La violence du début de vie transmutée plus tard en conduite à risque addictive , dans une recherche de chocs émotionnels, engendrera de nouvelles violences à venir; celles que l’on connait maintenant dans les passages à l’acte tragiques suscités par des embrigadements sectaires.

« la chose publique »
La création d’une telle institution participe au Bien Commun, et relève fondamentalement de principes démocratiques. Il n’y a pas de mécénat privé. Son existence dépend de la volonté des gouvernants, des ARS, des Conseils Généraux, des ministères de la Justice , de l’Education Nationale.Cette institution renvoie aux instances gouvernementales une image rude. Elle met au jour et témoignage de la difficulté de prise en charge de ces jeunes , elle renseigne sur les possibilités de soin, et souligne les impasses. On a relevé dans les dossiers des négligences non seulement du côté des parents mais aussi du côté de ce qu’on nomme la fonction paternelle de l’état. Il y a donc une responsabilité partageable collectivement, au delà des parents directs, envers ces enfants victimes de maltraitance précoce, dont les agissements violents plus tard, témoignent.
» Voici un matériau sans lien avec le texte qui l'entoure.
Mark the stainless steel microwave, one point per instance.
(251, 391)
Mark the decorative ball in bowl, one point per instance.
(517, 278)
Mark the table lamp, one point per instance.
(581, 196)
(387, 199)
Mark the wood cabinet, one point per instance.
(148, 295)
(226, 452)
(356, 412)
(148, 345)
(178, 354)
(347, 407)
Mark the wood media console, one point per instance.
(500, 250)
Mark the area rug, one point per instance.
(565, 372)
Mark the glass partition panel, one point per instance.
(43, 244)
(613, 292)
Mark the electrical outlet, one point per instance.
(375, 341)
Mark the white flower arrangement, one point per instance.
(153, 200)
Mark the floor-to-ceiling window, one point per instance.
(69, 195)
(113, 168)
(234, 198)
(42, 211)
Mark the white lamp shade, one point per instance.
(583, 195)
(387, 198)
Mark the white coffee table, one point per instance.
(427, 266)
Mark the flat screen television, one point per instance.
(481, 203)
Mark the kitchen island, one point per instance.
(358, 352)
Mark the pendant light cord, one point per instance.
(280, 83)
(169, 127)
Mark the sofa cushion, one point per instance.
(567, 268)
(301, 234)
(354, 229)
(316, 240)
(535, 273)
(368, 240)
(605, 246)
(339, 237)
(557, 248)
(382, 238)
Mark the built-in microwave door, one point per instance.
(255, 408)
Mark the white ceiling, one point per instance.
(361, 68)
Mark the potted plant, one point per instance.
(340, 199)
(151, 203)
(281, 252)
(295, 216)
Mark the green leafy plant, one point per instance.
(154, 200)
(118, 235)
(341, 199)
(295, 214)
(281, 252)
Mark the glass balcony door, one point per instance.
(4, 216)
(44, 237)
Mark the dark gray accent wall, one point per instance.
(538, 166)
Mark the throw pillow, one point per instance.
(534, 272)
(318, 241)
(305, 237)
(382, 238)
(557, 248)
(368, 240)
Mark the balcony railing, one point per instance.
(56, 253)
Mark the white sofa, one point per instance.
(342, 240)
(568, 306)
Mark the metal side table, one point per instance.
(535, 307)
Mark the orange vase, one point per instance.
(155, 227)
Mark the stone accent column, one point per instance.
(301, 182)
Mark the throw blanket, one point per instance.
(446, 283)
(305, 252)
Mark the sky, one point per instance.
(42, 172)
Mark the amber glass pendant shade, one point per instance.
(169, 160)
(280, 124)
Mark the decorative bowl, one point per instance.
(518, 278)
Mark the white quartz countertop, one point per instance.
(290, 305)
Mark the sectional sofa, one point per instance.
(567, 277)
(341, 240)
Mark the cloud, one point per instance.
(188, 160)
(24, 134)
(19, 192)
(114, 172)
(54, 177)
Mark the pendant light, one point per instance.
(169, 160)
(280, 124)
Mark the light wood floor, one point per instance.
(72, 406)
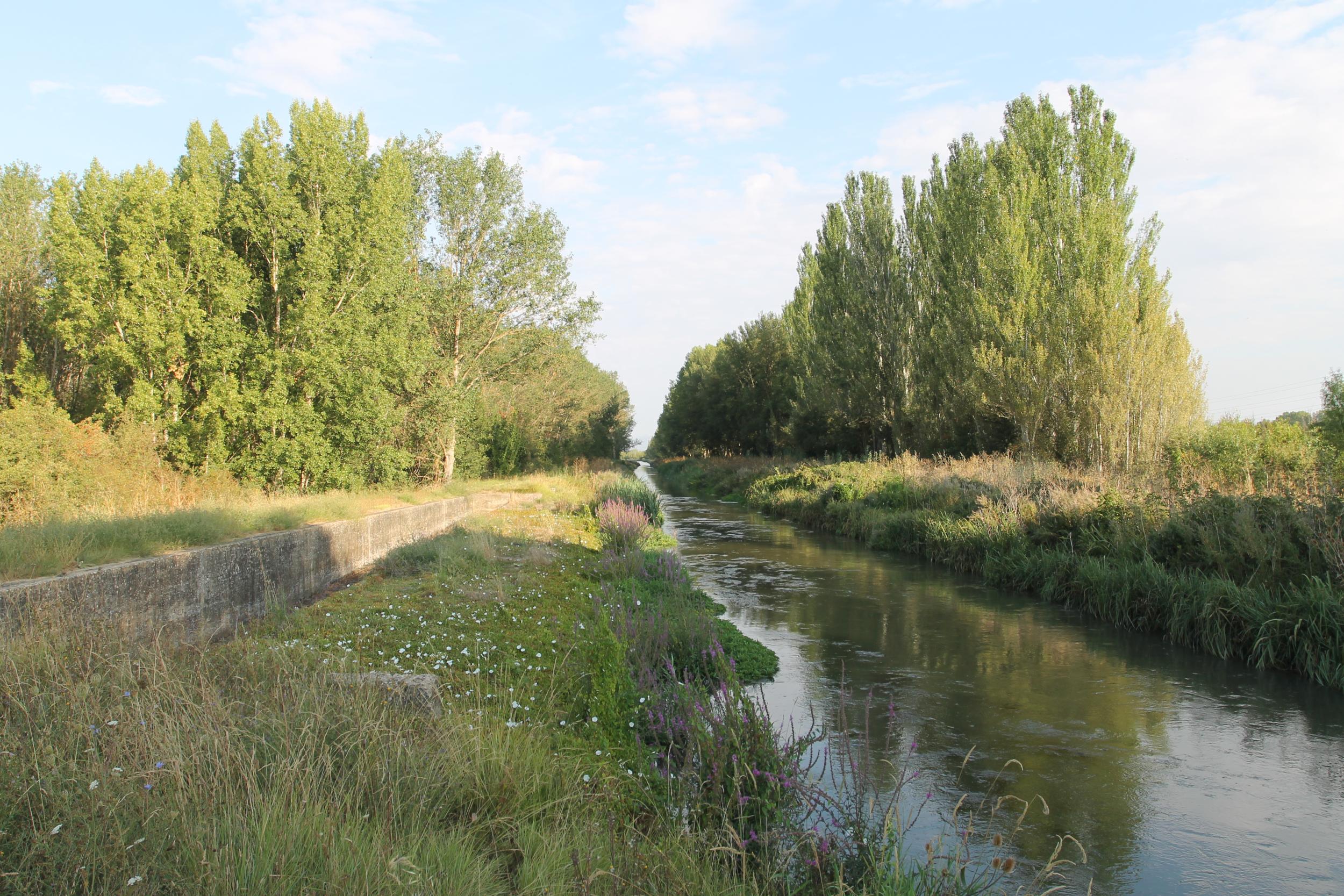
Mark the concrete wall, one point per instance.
(206, 594)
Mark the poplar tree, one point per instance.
(22, 285)
(496, 285)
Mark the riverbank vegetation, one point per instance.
(296, 327)
(1009, 305)
(303, 311)
(1006, 303)
(596, 736)
(1253, 577)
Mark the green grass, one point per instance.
(1245, 577)
(60, 546)
(242, 768)
(635, 492)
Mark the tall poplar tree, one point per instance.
(495, 283)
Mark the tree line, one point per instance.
(1006, 302)
(307, 311)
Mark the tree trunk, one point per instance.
(451, 453)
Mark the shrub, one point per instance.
(632, 491)
(621, 527)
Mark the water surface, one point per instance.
(1181, 773)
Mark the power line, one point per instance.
(1269, 390)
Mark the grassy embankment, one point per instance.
(595, 739)
(74, 496)
(1241, 575)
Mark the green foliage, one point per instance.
(734, 397)
(1331, 421)
(1254, 457)
(1006, 302)
(1248, 577)
(752, 660)
(633, 492)
(305, 311)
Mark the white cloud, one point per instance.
(724, 112)
(553, 171)
(686, 269)
(1238, 149)
(920, 92)
(907, 146)
(1238, 141)
(916, 87)
(131, 96)
(667, 30)
(303, 47)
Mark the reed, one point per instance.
(1248, 577)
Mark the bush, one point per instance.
(632, 491)
(621, 527)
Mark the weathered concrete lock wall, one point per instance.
(208, 593)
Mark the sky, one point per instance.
(691, 146)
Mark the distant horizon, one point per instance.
(691, 147)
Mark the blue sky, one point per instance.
(691, 146)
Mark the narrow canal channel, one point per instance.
(1181, 773)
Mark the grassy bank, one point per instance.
(1249, 577)
(596, 738)
(62, 543)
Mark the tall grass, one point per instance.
(597, 738)
(1246, 577)
(631, 491)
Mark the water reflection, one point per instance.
(1181, 773)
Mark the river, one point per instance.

Ces jeunes n’en finissent pas de crier au monde les effets néfastes d’une déliaison sociale et d’une attaque ordinaire de la possibilité de penser la complexité. Le simplisme de la logique binaire actuelle ne s’encombre pas de pensée clinique, ou anthropologique. Au nom d’un scientisme obscur, on croit possible une contention chimique de la violence, on prescrit trop vite des traitements psychotropes lourds aux jeunes enfants sans prendre le temps d’interroger le sens de leurs symptômes. Traitements qu’ils rejetteront dès l’âge de la majorité.
La violence du début de vie transmutée plus tard en conduite à risque addictive , dans une recherche de chocs émotionnels, engendrera de nouvelles violences à venir; celles que l’on connait maintenant dans les passages à l’acte tragiques suscités par des embrigadements sectaires.
Les adolescents dits « incasables » sont des témoins. Ils nous dévoilent la vision d’un nouvel ordre social en gestation et se présentent parfois comme les anges destructeurs d’un ordre ancien pour lequel la nostalgie n’est plus de mise.